Enrique Vila-Matas

Kassel: eine Fiktion

Roman
Cover: Kassel: eine Fiktion
Die Andere Bibliothek, Berlin 2017
ISBN 9783847703884
Gebunden, 360 Seiten, 42,00 EUR

Klappentext

Aus dem Spanischen von Petra Strien-Bourmer. Ein Roman als trompe-l'œil - vom Illusionisten Enrique Vila-Matas, pünktlich zur documenta 14. Ein katalanischer Schriftsteller ist eingeladen und aufgefordert, Teil der berühmten, alle fünf Jahre stattfindenden Ausstellung von Gegenwartskunst, der Documenta in Kassel zu sein. Seine Aufgabe ist denkbar simpel: in einem chinesischen Restaurant soll er eine Woche lange jeden Morgen an einem Tisch sitzen, vor ihm eine Karte mit der Aufschrift "writer in residence", um mit nichts als seiner bloßen Präsenz zu zeigen, was er unter Kunst versteht. Als Lohn ist ihm die Enthüllung der "Geheimnisse des Universums" versprochen. Enrique Vila-Matas entwickelt von dieser Versuchsanordnung ausgehend eine Geschichte, die sich allmählich von konventioneller Logik verabschiedet - ein Spiel von Fiktion und dem Vermögen von Literatur und Kunst beginnt, an dem die großen Vorbilder teilnehmen: Joseph Roth, Franz Kafka und Raymond Roussel.

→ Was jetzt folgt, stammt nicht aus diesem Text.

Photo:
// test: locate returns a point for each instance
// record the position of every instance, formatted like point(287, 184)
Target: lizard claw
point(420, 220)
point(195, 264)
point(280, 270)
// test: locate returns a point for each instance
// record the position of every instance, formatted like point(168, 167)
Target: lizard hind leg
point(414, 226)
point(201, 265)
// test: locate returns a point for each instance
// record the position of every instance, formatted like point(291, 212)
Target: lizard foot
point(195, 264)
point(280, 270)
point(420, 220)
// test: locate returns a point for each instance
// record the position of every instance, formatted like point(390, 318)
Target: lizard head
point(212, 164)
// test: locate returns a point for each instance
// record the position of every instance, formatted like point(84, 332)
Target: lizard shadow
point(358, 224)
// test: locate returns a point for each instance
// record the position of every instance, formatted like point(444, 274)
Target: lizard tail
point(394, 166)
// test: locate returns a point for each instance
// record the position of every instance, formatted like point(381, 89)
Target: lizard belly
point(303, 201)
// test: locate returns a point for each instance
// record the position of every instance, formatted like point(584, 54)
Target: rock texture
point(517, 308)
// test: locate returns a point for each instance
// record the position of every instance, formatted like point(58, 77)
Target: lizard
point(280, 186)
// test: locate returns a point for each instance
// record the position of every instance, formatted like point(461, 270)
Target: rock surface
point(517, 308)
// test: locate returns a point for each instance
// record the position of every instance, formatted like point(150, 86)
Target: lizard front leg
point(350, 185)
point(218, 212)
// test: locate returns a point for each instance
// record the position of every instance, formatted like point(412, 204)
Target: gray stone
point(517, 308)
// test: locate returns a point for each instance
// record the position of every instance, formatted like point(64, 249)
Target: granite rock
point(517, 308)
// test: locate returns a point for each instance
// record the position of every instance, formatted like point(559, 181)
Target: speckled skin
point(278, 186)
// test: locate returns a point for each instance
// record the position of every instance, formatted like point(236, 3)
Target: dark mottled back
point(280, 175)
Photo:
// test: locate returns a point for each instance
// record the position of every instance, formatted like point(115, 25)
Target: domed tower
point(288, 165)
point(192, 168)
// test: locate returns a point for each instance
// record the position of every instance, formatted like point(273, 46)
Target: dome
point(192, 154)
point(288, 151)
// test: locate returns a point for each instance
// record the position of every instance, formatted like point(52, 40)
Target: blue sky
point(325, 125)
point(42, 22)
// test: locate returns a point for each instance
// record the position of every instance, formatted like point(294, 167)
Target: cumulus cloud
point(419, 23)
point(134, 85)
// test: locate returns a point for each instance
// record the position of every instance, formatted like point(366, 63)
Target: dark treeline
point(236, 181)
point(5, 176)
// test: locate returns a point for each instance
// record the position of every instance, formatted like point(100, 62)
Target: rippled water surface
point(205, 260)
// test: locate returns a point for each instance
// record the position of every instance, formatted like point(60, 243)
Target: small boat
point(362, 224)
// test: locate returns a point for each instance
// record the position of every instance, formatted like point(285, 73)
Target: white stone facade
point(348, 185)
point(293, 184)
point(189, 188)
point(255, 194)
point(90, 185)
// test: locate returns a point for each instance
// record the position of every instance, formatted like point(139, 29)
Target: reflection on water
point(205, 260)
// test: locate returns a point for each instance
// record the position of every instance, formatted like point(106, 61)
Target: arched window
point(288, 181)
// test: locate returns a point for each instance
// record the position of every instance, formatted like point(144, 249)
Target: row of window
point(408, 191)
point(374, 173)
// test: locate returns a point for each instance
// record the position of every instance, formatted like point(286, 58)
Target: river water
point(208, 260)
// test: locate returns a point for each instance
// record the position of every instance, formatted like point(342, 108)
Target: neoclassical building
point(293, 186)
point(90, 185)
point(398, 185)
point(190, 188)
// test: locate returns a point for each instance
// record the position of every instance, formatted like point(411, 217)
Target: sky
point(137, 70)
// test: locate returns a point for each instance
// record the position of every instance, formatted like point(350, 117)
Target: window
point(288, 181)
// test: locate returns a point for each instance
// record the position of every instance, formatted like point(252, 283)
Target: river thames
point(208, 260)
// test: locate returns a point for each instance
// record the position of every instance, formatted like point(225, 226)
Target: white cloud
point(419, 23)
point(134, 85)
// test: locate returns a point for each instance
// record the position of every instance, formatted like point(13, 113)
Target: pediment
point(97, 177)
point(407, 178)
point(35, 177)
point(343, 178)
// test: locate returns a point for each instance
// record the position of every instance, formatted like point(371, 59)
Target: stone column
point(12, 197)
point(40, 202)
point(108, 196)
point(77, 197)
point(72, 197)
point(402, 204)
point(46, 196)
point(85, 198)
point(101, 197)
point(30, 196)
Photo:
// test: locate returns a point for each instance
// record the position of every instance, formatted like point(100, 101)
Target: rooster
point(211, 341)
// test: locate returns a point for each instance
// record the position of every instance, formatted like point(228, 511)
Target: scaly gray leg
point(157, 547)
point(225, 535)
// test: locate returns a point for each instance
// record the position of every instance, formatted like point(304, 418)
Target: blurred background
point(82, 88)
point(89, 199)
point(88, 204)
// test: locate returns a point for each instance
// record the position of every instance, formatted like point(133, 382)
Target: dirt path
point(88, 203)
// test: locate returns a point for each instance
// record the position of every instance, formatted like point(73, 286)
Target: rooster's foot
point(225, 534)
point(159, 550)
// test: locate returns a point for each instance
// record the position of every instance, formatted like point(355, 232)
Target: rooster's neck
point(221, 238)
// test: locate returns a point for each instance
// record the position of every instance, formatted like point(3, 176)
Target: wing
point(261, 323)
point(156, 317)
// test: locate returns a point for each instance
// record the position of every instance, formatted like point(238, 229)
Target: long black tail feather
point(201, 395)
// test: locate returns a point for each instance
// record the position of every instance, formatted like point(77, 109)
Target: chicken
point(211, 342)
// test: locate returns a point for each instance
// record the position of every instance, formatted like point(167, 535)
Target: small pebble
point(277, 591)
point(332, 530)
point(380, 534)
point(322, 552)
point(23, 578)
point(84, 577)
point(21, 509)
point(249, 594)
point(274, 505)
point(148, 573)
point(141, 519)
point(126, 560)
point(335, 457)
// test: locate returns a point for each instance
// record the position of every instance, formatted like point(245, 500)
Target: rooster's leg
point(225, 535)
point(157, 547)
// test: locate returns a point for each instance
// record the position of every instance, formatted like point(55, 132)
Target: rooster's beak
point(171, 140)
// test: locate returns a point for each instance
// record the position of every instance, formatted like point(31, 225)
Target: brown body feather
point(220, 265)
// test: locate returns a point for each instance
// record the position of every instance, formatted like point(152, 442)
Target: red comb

Rezensionsnotiz zu Frankfurter Rundschau, 03.06.2017

Harald Jähner fragt sich nach der Lektüre von Enrique Vila-Matas' Roman über die Documenta von 2012, ob das durchgeistigte Kunstkassel nicht die bessere Komfortzone ist. Statt aufzurütteln, versetzt die dortige Kunst den durch Kassel flanierenden Autor jedenfalls in einen Zustand "aufgekratzter Empfindsamkeit", stellt Jähner fest. Der einzig erdachte Erzählstrang um einen Autor, der in einem Kasseler China-Restaurant öffentlich schreibt, lässt Jähner die wahnwitzige echte Atmosphäre des Kunstereignisses beinahe als Satire begreifen. Doch erfunden sind die Werke und Künstler mitnichten, meint er, allen Leitmotiven und Verweisen im Text zum Trotz.